From baking to biking – local Mountie rides for cancer cure

Langley’s Mark Peterse joined his policing colleagues in 800-km Cops for Cancer Tour de Valley ride

He has been baking his way into the hearts and stomachs of Cops for Cancer riders and support staff for many years — fueling them with sandwiches and snacks from his Langley bakery.

Cedarbrook Bakery and Deli’s maple bacon doughnuts are said to be a rider favourite.

Const. Mark Peterse notes that not too many people can say they have been on both sides of the doughnut counter — as both a bakery owner and police officer.

He can add spandex to his list of uniforms, since he embarked on an 800-km bike ride for the 2015 Cops for Cancer — Tour de Valley which ended today (Oct. 2).

They rode through Langley on Day 6, Tuesday, Sept. 29 with a stop at Peterse’s bakery in the afternoon.

Peterse is riding in memory of Keian Blundell, a six-year-old Langley boy who died of cancer nearly two years ago. Keian’s name is written on Peterse bike as a constant memory of why he is riding.

Keian’s parents Chantal and Ryan, along with their youngest son, met with Peterse and the riders on Tuesday to wish them well and thank them for doing what they are doing.

Peterse is well acquainted with the preparation and training involved for the Tour, having trained to do the ride as an Auxiliary Constable with the Langley RCMP in 2013.

But a phone call from Depot in Regina one week before the ride changed his plans.

Fast forward two years and he is getting his chance to ride as a member of the Surrey RCMP.

Growing up, Peterse lost his best friend to cancer. Ever since, he has been committed to raising funds for cancer research and support programs.

Juggling the shift work of general duty policing, family life, and bike training isn’t always easy.
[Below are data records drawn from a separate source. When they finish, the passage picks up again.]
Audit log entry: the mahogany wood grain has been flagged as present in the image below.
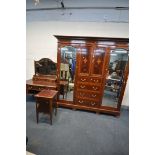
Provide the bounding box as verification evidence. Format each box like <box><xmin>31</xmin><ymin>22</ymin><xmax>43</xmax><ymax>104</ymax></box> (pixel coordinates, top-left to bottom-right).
<box><xmin>55</xmin><ymin>35</ymin><xmax>129</xmax><ymax>116</ymax></box>
<box><xmin>35</xmin><ymin>90</ymin><xmax>58</xmax><ymax>125</ymax></box>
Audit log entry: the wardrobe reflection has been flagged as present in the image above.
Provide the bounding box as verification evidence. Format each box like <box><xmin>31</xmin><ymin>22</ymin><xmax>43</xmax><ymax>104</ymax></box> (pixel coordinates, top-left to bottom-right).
<box><xmin>59</xmin><ymin>46</ymin><xmax>76</xmax><ymax>101</ymax></box>
<box><xmin>102</xmin><ymin>49</ymin><xmax>128</xmax><ymax>108</ymax></box>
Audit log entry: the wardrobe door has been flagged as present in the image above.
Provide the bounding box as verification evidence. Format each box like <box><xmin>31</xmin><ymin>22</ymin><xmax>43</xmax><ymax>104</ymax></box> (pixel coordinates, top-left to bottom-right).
<box><xmin>59</xmin><ymin>45</ymin><xmax>77</xmax><ymax>101</ymax></box>
<box><xmin>101</xmin><ymin>48</ymin><xmax>129</xmax><ymax>108</ymax></box>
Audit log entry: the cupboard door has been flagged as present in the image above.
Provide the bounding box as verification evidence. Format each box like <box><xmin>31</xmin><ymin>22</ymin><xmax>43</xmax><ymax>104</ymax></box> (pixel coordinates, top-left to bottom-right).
<box><xmin>91</xmin><ymin>47</ymin><xmax>106</xmax><ymax>76</ymax></box>
<box><xmin>78</xmin><ymin>46</ymin><xmax>92</xmax><ymax>75</ymax></box>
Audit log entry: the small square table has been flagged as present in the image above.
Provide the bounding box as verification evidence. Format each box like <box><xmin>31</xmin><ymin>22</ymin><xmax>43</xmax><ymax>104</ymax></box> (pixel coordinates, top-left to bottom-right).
<box><xmin>35</xmin><ymin>90</ymin><xmax>58</xmax><ymax>125</ymax></box>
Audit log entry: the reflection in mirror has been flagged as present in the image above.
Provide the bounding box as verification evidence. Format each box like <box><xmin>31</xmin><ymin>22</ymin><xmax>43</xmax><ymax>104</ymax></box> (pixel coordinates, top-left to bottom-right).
<box><xmin>102</xmin><ymin>49</ymin><xmax>128</xmax><ymax>108</ymax></box>
<box><xmin>59</xmin><ymin>46</ymin><xmax>76</xmax><ymax>101</ymax></box>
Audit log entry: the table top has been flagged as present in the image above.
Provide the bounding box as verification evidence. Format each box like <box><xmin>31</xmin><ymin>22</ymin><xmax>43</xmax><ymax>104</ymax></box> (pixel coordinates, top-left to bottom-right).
<box><xmin>26</xmin><ymin>79</ymin><xmax>57</xmax><ymax>88</ymax></box>
<box><xmin>35</xmin><ymin>90</ymin><xmax>58</xmax><ymax>99</ymax></box>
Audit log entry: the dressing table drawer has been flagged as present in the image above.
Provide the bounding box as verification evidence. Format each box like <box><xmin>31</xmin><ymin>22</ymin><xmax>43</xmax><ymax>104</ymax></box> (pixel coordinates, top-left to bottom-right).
<box><xmin>27</xmin><ymin>85</ymin><xmax>52</xmax><ymax>91</ymax></box>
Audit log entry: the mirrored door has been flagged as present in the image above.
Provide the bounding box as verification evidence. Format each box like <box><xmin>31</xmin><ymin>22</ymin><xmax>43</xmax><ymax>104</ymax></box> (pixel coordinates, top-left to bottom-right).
<box><xmin>102</xmin><ymin>48</ymin><xmax>129</xmax><ymax>108</ymax></box>
<box><xmin>59</xmin><ymin>46</ymin><xmax>77</xmax><ymax>101</ymax></box>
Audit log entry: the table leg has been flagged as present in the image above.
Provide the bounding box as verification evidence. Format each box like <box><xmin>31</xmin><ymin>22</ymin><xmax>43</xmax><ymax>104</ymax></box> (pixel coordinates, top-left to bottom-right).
<box><xmin>36</xmin><ymin>103</ymin><xmax>39</xmax><ymax>123</ymax></box>
<box><xmin>49</xmin><ymin>100</ymin><xmax>53</xmax><ymax>125</ymax></box>
<box><xmin>50</xmin><ymin>112</ymin><xmax>53</xmax><ymax>125</ymax></box>
<box><xmin>54</xmin><ymin>98</ymin><xmax>57</xmax><ymax>116</ymax></box>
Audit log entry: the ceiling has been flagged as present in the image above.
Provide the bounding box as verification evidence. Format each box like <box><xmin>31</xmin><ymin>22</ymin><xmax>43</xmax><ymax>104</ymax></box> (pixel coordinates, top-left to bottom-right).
<box><xmin>27</xmin><ymin>0</ymin><xmax>129</xmax><ymax>10</ymax></box>
<box><xmin>26</xmin><ymin>0</ymin><xmax>129</xmax><ymax>23</ymax></box>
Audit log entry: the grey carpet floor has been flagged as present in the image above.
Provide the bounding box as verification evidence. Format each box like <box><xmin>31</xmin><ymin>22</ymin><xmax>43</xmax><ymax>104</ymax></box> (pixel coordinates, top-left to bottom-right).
<box><xmin>26</xmin><ymin>95</ymin><xmax>129</xmax><ymax>155</ymax></box>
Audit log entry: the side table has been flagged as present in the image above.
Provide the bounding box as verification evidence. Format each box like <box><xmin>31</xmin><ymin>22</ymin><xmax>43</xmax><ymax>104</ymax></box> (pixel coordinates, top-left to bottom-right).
<box><xmin>35</xmin><ymin>90</ymin><xmax>58</xmax><ymax>125</ymax></box>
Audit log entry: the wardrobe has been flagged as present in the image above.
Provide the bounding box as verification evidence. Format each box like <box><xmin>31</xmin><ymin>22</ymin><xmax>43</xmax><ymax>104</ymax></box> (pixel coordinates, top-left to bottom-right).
<box><xmin>55</xmin><ymin>35</ymin><xmax>129</xmax><ymax>116</ymax></box>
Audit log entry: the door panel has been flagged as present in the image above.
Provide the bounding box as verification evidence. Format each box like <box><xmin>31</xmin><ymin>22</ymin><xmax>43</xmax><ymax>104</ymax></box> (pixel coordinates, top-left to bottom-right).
<box><xmin>91</xmin><ymin>47</ymin><xmax>106</xmax><ymax>76</ymax></box>
<box><xmin>79</xmin><ymin>46</ymin><xmax>92</xmax><ymax>75</ymax></box>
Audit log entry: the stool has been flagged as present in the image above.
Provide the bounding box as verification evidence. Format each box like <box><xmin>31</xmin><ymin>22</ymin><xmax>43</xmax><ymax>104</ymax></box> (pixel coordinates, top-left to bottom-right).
<box><xmin>35</xmin><ymin>90</ymin><xmax>58</xmax><ymax>125</ymax></box>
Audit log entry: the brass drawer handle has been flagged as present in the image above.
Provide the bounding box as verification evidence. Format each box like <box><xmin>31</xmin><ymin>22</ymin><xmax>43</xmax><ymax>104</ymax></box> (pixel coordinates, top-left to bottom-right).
<box><xmin>81</xmin><ymin>78</ymin><xmax>86</xmax><ymax>82</ymax></box>
<box><xmin>92</xmin><ymin>86</ymin><xmax>98</xmax><ymax>90</ymax></box>
<box><xmin>80</xmin><ymin>85</ymin><xmax>86</xmax><ymax>89</ymax></box>
<box><xmin>79</xmin><ymin>93</ymin><xmax>84</xmax><ymax>96</ymax></box>
<box><xmin>91</xmin><ymin>102</ymin><xmax>96</xmax><ymax>106</ymax></box>
<box><xmin>78</xmin><ymin>100</ymin><xmax>83</xmax><ymax>103</ymax></box>
<box><xmin>92</xmin><ymin>94</ymin><xmax>96</xmax><ymax>97</ymax></box>
<box><xmin>91</xmin><ymin>79</ymin><xmax>99</xmax><ymax>83</ymax></box>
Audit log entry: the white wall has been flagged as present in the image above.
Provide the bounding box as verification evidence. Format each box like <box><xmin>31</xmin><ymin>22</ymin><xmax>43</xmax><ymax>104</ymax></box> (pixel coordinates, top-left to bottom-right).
<box><xmin>122</xmin><ymin>79</ymin><xmax>129</xmax><ymax>106</ymax></box>
<box><xmin>26</xmin><ymin>21</ymin><xmax>129</xmax><ymax>106</ymax></box>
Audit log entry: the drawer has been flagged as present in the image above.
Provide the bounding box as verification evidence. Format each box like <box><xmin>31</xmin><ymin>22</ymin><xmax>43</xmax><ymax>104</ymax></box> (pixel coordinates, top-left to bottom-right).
<box><xmin>75</xmin><ymin>98</ymin><xmax>99</xmax><ymax>107</ymax></box>
<box><xmin>78</xmin><ymin>76</ymin><xmax>102</xmax><ymax>84</ymax></box>
<box><xmin>88</xmin><ymin>100</ymin><xmax>100</xmax><ymax>107</ymax></box>
<box><xmin>90</xmin><ymin>85</ymin><xmax>100</xmax><ymax>91</ymax></box>
<box><xmin>89</xmin><ymin>77</ymin><xmax>102</xmax><ymax>84</ymax></box>
<box><xmin>27</xmin><ymin>85</ymin><xmax>52</xmax><ymax>91</ymax></box>
<box><xmin>78</xmin><ymin>76</ymin><xmax>89</xmax><ymax>83</ymax></box>
<box><xmin>76</xmin><ymin>98</ymin><xmax>90</xmax><ymax>106</ymax></box>
<box><xmin>77</xmin><ymin>84</ymin><xmax>89</xmax><ymax>90</ymax></box>
<box><xmin>77</xmin><ymin>91</ymin><xmax>100</xmax><ymax>100</ymax></box>
<box><xmin>77</xmin><ymin>84</ymin><xmax>101</xmax><ymax>91</ymax></box>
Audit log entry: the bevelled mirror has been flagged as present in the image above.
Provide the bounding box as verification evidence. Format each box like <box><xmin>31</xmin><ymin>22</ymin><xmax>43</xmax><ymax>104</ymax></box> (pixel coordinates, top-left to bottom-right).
<box><xmin>102</xmin><ymin>48</ymin><xmax>129</xmax><ymax>108</ymax></box>
<box><xmin>59</xmin><ymin>46</ymin><xmax>76</xmax><ymax>101</ymax></box>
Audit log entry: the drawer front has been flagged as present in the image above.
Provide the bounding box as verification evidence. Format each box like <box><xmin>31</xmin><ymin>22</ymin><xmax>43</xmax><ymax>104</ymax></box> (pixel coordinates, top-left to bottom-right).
<box><xmin>78</xmin><ymin>76</ymin><xmax>89</xmax><ymax>83</ymax></box>
<box><xmin>77</xmin><ymin>84</ymin><xmax>101</xmax><ymax>91</ymax></box>
<box><xmin>90</xmin><ymin>85</ymin><xmax>100</xmax><ymax>91</ymax></box>
<box><xmin>27</xmin><ymin>85</ymin><xmax>52</xmax><ymax>91</ymax></box>
<box><xmin>89</xmin><ymin>77</ymin><xmax>102</xmax><ymax>84</ymax></box>
<box><xmin>76</xmin><ymin>98</ymin><xmax>88</xmax><ymax>106</ymax></box>
<box><xmin>88</xmin><ymin>100</ymin><xmax>100</xmax><ymax>107</ymax></box>
<box><xmin>77</xmin><ymin>91</ymin><xmax>100</xmax><ymax>100</ymax></box>
<box><xmin>77</xmin><ymin>84</ymin><xmax>89</xmax><ymax>90</ymax></box>
<box><xmin>78</xmin><ymin>76</ymin><xmax>102</xmax><ymax>84</ymax></box>
<box><xmin>75</xmin><ymin>98</ymin><xmax>99</xmax><ymax>107</ymax></box>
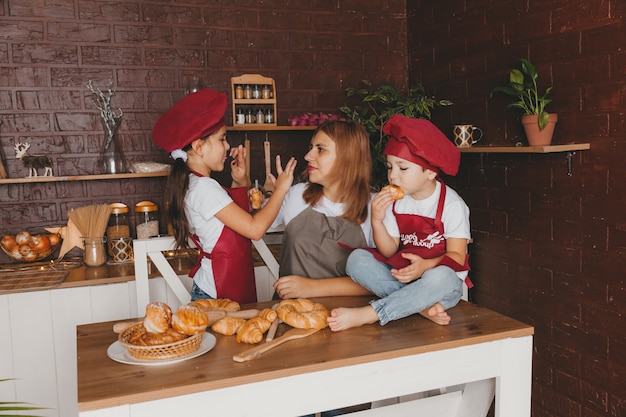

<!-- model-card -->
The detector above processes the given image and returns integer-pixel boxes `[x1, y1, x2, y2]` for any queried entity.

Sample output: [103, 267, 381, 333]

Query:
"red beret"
[152, 89, 228, 152]
[383, 114, 460, 176]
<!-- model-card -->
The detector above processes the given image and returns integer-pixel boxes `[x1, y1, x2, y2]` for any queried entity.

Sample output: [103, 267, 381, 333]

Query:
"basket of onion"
[1, 231, 62, 262]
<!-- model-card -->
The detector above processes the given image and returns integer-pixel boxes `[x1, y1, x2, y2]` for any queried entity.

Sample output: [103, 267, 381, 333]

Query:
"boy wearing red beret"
[152, 89, 297, 304]
[328, 114, 472, 330]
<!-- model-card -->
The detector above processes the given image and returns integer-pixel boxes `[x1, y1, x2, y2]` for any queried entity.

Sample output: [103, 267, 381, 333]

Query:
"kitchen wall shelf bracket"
[459, 143, 590, 176]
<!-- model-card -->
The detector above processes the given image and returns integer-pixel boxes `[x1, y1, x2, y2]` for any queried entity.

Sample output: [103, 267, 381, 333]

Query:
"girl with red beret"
[152, 89, 297, 304]
[328, 114, 472, 330]
[272, 120, 376, 299]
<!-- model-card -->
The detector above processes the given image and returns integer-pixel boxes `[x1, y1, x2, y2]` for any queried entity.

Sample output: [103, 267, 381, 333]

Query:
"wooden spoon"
[262, 133, 274, 195]
[233, 327, 320, 362]
[113, 308, 260, 333]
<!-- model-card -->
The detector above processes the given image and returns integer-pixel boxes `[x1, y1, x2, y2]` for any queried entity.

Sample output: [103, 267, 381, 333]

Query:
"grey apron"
[279, 206, 367, 278]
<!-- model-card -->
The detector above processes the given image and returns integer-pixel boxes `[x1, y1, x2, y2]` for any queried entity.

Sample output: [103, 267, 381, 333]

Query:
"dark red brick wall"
[408, 1, 625, 416]
[0, 0, 407, 255]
He credits his fellow riders, support crew, colleagues, family and — most importantly — the kids undergoing cancer treatments, with helping him keep it all in perspective.

“When I am struggling with those early mornings or pushing up a big hill on the bike, I remember the kids undergoing chemo and radiation who don’t complain,” says Peterse.

“Seeing their bravery, their resilience – I know I can do this ride to support treatment and a week at Camp Goodtimes to allow them to be kids again.”

Peterse was joined by 20 other riders, including Langley officers, for the Tour de Valley which ran from Sept.  24 to Oct. 2.

In Langley, they stopped at six schools to speak with students.

“Mark and the team will visit over 40 schools and make almost 100 stops as ambassadors in the fight against cancer,” explained Allan Mugford, regional director for the Canadian Cancer Society Fraser Valley Region before the ride.

“The funds they raise go towards childhood cancer research and Camp Goodtimes, a place kids and families go to smile and connect with others facing the same struggles.”